日本の金融グループがAnthropicとAXを進めるのは初。グループ全役職員にClaudeを展開し、業務改革や顧客向けサービス開発を行う他、セキュリティツール「Claude Security」の検証も行う。

ニュースリリースより
原則、全グループ役職員にClaudeを展開。業務システムのAPI経由でもClaudeを活用する。
Anthropicからは、最新モデル・機能を搭載した生成AIへの優先アクセス、製品ロードマップの早期共有、エンジニアトレーニングの個別支援などを受ける。
金融セキュリティ分野では、自動で脆弱性スキャン・パッチ生成を行える「Claude Security」導入に向け、日本の金融機関として初めて共同検証を実施。まず、SBIグループの持分法適用会社Ridge-iと、SBI証券が開発中の生成AIチャットサービスを対象とする。
SBIグループが開発する、銀行・証券・保険・資産運用などを横断したプラットフォームにClaudeを組み込み、金融AIエージェントが資産運用アドバイスや家計分析、保険提案などのサービスを提供できるようにする。

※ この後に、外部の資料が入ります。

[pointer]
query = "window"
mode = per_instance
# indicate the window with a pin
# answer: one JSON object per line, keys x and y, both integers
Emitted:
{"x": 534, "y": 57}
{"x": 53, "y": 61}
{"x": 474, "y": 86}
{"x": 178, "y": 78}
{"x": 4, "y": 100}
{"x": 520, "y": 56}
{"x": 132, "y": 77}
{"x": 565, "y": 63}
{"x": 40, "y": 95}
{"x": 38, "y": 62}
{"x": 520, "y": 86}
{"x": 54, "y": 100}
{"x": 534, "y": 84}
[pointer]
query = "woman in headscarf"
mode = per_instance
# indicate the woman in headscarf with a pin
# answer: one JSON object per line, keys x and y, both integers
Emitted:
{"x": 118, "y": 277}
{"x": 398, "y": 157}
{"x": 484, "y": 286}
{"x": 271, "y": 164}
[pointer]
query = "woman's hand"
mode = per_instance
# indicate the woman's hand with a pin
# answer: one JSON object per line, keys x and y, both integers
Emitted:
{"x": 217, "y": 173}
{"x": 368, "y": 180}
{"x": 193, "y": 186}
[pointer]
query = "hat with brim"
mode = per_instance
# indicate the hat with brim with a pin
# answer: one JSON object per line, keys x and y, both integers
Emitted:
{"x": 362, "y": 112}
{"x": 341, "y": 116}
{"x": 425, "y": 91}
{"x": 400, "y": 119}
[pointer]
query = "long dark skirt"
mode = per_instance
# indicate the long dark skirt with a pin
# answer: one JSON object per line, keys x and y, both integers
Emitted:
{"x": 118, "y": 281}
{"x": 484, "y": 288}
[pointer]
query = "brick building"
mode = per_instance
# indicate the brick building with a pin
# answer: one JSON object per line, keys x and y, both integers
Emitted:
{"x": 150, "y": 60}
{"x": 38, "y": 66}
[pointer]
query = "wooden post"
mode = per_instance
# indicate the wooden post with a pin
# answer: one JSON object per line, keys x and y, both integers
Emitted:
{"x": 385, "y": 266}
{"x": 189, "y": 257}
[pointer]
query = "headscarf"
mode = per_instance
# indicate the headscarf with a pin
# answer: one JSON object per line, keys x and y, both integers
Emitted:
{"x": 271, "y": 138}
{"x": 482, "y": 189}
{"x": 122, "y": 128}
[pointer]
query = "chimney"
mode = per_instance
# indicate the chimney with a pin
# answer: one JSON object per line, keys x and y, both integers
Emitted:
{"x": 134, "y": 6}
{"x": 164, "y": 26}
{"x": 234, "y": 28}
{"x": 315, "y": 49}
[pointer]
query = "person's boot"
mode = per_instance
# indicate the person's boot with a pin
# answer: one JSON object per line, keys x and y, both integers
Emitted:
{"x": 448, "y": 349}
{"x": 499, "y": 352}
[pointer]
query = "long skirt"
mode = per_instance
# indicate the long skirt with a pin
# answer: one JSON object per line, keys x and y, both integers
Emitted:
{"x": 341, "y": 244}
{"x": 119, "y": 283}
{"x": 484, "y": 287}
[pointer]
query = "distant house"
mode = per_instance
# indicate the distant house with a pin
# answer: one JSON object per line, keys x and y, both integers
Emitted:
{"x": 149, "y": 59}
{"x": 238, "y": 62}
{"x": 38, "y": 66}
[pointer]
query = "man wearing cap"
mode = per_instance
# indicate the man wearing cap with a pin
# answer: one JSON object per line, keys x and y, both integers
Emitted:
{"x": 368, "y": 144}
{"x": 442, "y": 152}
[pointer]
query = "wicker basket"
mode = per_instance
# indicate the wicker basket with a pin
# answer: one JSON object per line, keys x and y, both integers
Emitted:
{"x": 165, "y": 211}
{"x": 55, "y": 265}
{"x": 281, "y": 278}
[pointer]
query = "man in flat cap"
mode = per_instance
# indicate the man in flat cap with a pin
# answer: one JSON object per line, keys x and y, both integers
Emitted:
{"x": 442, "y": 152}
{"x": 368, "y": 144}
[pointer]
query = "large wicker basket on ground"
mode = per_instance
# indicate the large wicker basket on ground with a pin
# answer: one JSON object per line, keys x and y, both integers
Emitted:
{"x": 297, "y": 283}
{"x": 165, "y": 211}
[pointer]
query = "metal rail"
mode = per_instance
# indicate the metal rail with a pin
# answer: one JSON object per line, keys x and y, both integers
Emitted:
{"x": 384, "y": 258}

実装は持分法適用会社であるRidge-iを中核に進める。Ridge-iがセキュリティ技術の共同検証やAIエージェント開発、運用定着をリードし、SBIグループ横断のエンジニアリング体制を構築する。
Anthropicは5月に富士通、日立製作所とも相次いで戦略提携を発表しており、日本企業との協業を急速に進めている。